On the principle of conjugate gradient method

Last Update:2018-07-26 Source: Internet

Author: User

Developer on Alibaba Coud: Build your first app with APIs, SDKs, and tutorials on the Alibaba Cloud. Read more ＞

As a common algorithm in optimization algorithm, conjugate gradient method can be seen in many gradient-optimized machine learning algorithms, such as in sparse coding (sparsenet). This paper mainly refers to the introduction of conjugate gradient in the optimized textbook compiled by Tsinghua University Press, Chen Baolin.

The origin of this article is that I have recently been thinking about a simple function:

Or a more complex two-time type function: .......... ............... 2, where x is the data center.

The first question is how to ensure that the output F is always greater than 0, the knowledge of the linear algebra knows that we know the guarantee that the matrix A is positive definite, and if a is semi-positive, then the output is guaranteed to be non-negative. The second problem is the geometric meaning of this two-time function. Let's start with the simplest two-time function, ..... 3

which The Formula 3 is written in the form of Equation 2,

where.

What is the shape of this function? First, in order to guarantee non-negative, we will take a value of -1,0,1 three values respectively. Then, we draw the function shape like →:

In the figure, since A is a 2 * 2 square matrix, we get three three-dimensional surfaces. Surface images are located above the x-y plane, illustrating non-negativity. For each layer, it represents the surface under a different value (a total of 3 layers). And on a certain layer, each contour line (ie contour line) represents a different output value, we have marked it in the figure, we found that the projection of the surface onto the xy plane is an ellipse after rotation ( as follows).

To promote a more general form, when the dimension of A is greater than 2, the super-surface will be obtained, at this time the contour line (accurate is the equivalent surface) in the form of:

This is the X-drawn as the center of the ellipsoidal surface. Because the gradient at the X-Draw is.

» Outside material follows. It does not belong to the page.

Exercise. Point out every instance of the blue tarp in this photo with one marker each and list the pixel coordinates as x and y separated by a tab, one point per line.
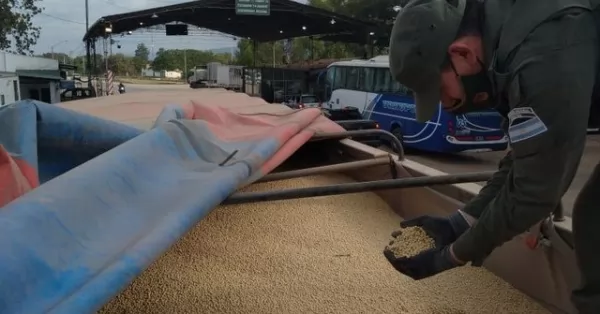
75	241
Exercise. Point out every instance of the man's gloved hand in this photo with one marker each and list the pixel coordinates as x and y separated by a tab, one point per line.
425	264
443	231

A positive definite, so X-Pull is the minimum point of the function (remember this is what we want).

Suppose there is a point on this ellipsoid (that is, the equivalent plane)

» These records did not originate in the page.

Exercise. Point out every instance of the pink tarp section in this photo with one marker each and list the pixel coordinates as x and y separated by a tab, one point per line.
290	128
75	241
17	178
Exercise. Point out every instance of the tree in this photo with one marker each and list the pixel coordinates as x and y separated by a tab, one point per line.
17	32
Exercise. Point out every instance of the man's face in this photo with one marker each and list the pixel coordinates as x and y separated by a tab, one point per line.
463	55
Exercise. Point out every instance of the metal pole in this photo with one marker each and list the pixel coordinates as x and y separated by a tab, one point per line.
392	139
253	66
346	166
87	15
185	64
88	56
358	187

, then at this point, the normal vector of the equivalent plane is, or a two-dimensional example

We assume that D (1) is a tangent vector at the point, and D (2) is a vector of the direction of the line along that point and the center point, i.e.

。 Normal vectors are perpendicular to the plane of any vector, and naturally perpendicular to the tangent vector, we have:

For last equation we say that D (1) and D (2) are conjugated to a.

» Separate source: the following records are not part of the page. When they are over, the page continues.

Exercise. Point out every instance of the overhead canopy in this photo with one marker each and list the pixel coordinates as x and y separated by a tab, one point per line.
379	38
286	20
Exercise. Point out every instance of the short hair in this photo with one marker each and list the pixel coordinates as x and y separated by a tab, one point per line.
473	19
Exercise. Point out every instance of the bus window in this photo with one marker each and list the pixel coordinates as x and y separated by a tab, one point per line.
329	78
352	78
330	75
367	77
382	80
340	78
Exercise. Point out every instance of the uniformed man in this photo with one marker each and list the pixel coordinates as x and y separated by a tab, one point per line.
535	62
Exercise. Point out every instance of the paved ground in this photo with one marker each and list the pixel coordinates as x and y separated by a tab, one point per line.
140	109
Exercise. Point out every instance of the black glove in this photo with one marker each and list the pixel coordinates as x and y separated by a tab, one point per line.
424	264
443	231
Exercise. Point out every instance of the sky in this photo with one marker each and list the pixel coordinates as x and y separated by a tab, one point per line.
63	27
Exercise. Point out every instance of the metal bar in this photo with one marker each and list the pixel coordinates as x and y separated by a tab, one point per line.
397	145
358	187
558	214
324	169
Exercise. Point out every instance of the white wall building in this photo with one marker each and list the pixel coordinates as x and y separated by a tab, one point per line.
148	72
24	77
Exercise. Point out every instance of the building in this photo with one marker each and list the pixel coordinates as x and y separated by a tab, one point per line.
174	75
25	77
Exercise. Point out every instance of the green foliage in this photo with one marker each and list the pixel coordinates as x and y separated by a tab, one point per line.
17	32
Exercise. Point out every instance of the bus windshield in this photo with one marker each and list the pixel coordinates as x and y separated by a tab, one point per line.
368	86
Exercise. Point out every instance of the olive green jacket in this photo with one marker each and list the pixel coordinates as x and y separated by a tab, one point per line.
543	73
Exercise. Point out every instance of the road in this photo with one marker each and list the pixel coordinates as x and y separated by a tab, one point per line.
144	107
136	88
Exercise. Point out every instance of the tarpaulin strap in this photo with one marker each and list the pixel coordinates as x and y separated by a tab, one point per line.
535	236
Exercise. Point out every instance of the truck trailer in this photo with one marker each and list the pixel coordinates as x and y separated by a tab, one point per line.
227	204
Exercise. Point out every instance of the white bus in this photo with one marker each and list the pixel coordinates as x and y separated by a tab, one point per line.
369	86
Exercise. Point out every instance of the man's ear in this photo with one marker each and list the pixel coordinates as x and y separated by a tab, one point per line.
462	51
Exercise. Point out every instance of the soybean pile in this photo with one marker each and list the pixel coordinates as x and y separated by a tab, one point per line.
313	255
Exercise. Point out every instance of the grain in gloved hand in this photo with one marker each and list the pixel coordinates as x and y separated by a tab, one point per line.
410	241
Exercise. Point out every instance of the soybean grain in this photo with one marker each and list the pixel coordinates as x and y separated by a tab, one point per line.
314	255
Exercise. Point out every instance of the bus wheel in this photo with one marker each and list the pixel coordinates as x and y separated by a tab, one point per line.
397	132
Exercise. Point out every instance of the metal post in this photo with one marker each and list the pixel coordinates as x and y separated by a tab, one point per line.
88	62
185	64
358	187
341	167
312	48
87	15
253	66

This is where the gradients and conjugation are finally spoken. For this last equation, we think that the tangent vector at any point on the two-dimensional contour is the vector with this point to the minimum point about a conjugate, which means that the minimum point can be found after two iterations of the two function. For multi-dimensional situations, it is also possible to converge to a minimum point within a finite number of steps. The concrete proof can refer to the textbook.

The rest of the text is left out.